The real answer is that OCR was never going to fix that part. OCR is a digitisation tool. It turns an image into structured data IFS can read. That’s a useful job, but it’s a narrow one. Calling OCR “AP automation” is a bit like calling a calculator “accounting” – the right ingredient, the wrong claim.
Where the workflow actually breaks
The slowest, most expensive part of AP isn’t capturing what’s printed on the invoice. It’s everything that has to happen after capture: deciding which GL account the cost belongs to, which cost centre carries it, which IFS tax code applies, which project it should be allocated to, and who needs to approve it.
None of that information sits on the invoice your supplier sent. A vendor will never put your internal GL codes on their PDF. They don’t know your cost centre structure. They have no view of your approval matrix. So no matter how well your OCR reads the document, the moment the data lands in IFS, a human still has to make the coding and routing decisions – invoice by invoice, line by line.
That’s the gap. And it’s where most “automation” projects come to a standstill.

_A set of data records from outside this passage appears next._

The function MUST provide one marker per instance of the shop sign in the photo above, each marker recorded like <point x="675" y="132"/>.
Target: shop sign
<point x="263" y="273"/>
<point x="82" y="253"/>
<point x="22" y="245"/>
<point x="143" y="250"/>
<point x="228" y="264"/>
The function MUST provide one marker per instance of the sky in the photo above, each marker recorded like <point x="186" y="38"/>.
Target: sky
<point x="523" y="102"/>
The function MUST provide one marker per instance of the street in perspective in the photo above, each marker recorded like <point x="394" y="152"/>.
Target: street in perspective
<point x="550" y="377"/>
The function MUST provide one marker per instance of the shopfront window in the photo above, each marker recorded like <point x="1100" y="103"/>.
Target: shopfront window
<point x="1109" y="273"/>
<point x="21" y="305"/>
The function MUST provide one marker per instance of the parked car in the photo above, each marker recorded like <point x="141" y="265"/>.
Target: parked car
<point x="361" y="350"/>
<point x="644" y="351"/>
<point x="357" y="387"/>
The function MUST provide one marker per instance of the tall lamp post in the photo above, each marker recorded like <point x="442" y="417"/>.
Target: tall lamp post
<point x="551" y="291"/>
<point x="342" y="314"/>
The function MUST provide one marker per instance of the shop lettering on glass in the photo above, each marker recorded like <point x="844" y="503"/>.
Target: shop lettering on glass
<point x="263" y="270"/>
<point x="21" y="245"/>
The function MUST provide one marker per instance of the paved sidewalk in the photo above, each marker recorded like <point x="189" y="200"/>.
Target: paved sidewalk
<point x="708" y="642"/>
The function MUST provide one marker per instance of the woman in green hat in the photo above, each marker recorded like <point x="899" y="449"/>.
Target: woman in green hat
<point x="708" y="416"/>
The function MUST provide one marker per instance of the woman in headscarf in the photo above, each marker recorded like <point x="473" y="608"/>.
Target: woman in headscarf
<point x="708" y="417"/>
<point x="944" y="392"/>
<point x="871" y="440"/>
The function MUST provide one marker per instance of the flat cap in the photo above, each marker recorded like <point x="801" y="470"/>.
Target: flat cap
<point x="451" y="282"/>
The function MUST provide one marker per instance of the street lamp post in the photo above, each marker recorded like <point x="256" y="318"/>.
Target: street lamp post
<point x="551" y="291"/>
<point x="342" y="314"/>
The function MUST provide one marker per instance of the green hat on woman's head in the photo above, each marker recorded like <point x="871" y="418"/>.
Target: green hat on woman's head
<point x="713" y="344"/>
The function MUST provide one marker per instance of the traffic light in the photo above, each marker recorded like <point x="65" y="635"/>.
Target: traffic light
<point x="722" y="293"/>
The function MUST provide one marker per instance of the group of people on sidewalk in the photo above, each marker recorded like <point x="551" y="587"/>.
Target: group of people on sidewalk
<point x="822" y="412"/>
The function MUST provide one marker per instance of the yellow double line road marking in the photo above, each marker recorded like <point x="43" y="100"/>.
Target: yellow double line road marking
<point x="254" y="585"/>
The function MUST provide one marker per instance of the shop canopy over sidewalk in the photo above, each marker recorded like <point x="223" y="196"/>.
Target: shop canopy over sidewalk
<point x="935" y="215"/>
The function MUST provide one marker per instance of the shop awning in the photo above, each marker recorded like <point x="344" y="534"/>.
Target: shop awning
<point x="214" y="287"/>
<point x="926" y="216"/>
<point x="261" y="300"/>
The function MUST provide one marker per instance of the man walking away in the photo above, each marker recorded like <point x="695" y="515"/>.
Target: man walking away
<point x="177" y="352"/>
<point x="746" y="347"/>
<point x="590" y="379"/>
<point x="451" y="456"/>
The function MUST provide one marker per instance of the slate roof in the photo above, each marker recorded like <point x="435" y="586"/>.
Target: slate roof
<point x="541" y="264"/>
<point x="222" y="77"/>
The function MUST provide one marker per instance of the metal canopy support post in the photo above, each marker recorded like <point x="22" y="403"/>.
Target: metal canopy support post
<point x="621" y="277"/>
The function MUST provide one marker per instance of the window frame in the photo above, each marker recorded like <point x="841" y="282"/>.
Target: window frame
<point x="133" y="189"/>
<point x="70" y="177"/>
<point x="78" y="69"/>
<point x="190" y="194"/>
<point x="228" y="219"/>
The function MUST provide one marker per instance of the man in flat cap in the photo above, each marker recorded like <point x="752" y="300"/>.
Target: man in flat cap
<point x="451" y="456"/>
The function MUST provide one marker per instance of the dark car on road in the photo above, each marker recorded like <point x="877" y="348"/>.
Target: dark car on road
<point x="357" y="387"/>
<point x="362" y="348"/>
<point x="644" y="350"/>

What actually closes the gap
If OCR is the eyes, the missing piece is the brain – something that can look at the captured data and make a confident call on coding and routing.
This is where AI built specifically for invoice coding comes in. It doesn’t try to read better than OCR. It reads your history instead. It studies how your team has coded thousands of past invoices in IFS (which suppliers tend to map to which accounts, which costs flow to which centres, which invoices go to which approver) and starts predicting the answers for every new invoice that comes in.
Done properly, this is the part that finally feels like automation. GL accounts populated. Cost centres assigned. Tax codes selected. The right approver in the routing slot. Free-text fields filled in where the model is confident. Exceptions surfaced where it isn’t.
The stack that works
A genuinely automated IFS supplier invoice workflow isn’t one tool; it’s a short chain of them, each doing a different job.
OCR (or EDI, where you have it) ingests the invoice and turns it into something IFS can read. A specialised coding AI sits on top, filling in the blanks the invoice itself can’t supply and learning continuously as your team posts and corrects. IFS Finance is the destination, where a fully coded, properly routed invoice arrives ready to be authorised and posted.
It’s not a more complex stack than what most teams already run. It’s just a more honest one.
The shift
If your team is still spending hours fixing coding after the OCR has done its bit, that’s not a sign your software has failed. It’s a sign you’ve hit the ceiling of what OCR can do, and that the next layer simply hasn’t been added yet.
That next layer is where touchless AP actually starts.